Chapter 51 Best and the Worst Episodes
Episodes = read_csv("input/simpsons_episodes.csv")
Episodes$imdb_rating = as.numeric(Episodes$imdb_rating)
BestEpisode = Episodes %>%
arrange(desc(imdb_rating)) %>%
select(id,imdb_rating) %>%
head(1)
WorstEpisode = Episodes %>%
arrange((imdb_rating)) %>%
select(id,imdb_rating) %>%
head(1)
getEpisodeSentimentScore <- function(ScriptsCharacters, ID) {
SCBestEpisode = ScriptsCharacters %>%
#BestEpisode$id
filter(episode_id == ID ) %>%
select(id,name,normalized_text)
SCWords <- SCBestEpisode %>%
unnest_tokens(word, normalized_text) %>%
filter(name != "NA") %>%
dplyr::count(name, word, sort = TRUE) %>%
ungroup()
SCWords_sentiments <- SCWords %>%
inner_join(get_sentiments("afinn"), by = "word") %>%
summarize(score = sum(score * n) / sum(n))

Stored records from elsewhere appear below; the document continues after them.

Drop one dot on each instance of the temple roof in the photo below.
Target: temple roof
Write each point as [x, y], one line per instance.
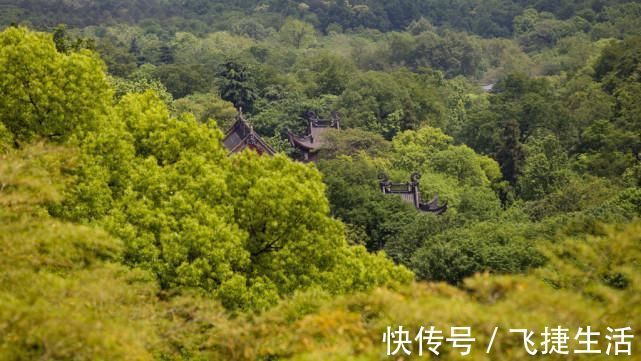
[409, 192]
[313, 140]
[241, 135]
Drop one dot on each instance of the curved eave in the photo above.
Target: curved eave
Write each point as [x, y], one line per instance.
[299, 142]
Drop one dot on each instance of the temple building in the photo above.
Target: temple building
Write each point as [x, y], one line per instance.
[241, 135]
[410, 192]
[309, 144]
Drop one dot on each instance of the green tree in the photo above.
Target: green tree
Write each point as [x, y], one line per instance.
[296, 33]
[46, 93]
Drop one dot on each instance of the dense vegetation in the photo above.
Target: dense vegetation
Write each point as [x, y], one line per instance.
[120, 206]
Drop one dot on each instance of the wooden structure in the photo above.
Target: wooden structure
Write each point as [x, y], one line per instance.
[241, 135]
[312, 142]
[410, 192]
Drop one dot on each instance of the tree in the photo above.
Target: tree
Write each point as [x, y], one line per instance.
[46, 93]
[297, 33]
[237, 85]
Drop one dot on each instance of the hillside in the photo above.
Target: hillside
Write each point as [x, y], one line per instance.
[129, 231]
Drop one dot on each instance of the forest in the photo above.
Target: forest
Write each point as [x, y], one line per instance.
[128, 231]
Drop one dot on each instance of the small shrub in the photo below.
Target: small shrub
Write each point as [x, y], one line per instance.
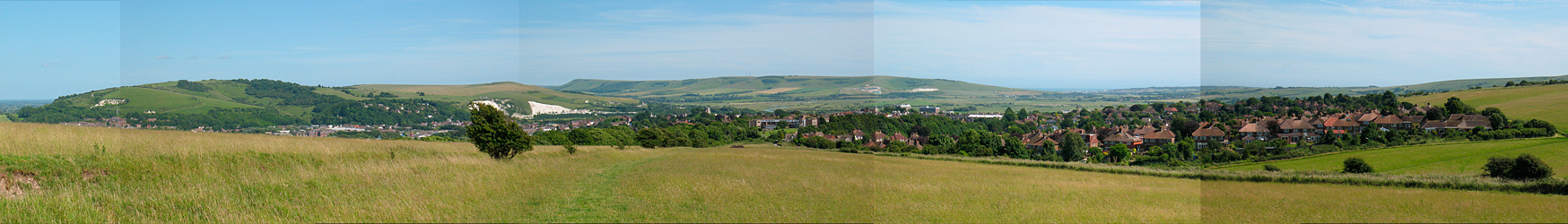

return(SCWords_sentiments$score)
}
51.1 Best Episode
## [1] 0.8309179
is the sentiment score for the Best Episode
51.2 Worst Episode
## [1] 0.4871795
is the sentiment score for the Worst Episode
51.3 Positive and Not So Positive Characters of the Best Episode
SC = ScriptsCharacters %>%
filter(episode_id == BestEpisode$id ) %>%
unnest_tokens(word, normalized_text) %>%
dplyr::count(name, word, sort = TRUE) %>%
ungroup()
visualize_sentiments(SC)
51.4 Positive and Not So Positive Characters of the Worst Episode
SC = ScriptsCharacters %>%
filter(episode_id == WorstEpisode$id ) %>%
unnest_tokens(word, normalized_text) %>%
dplyr::count(name, word, sort = TRUE) %>%
ungroup()
visualize_sentiments(SC)
51.5 Postive and Not So Postive Words of Best Episode
The following graph shows the Twenty high positive and the negative words by Best Episode.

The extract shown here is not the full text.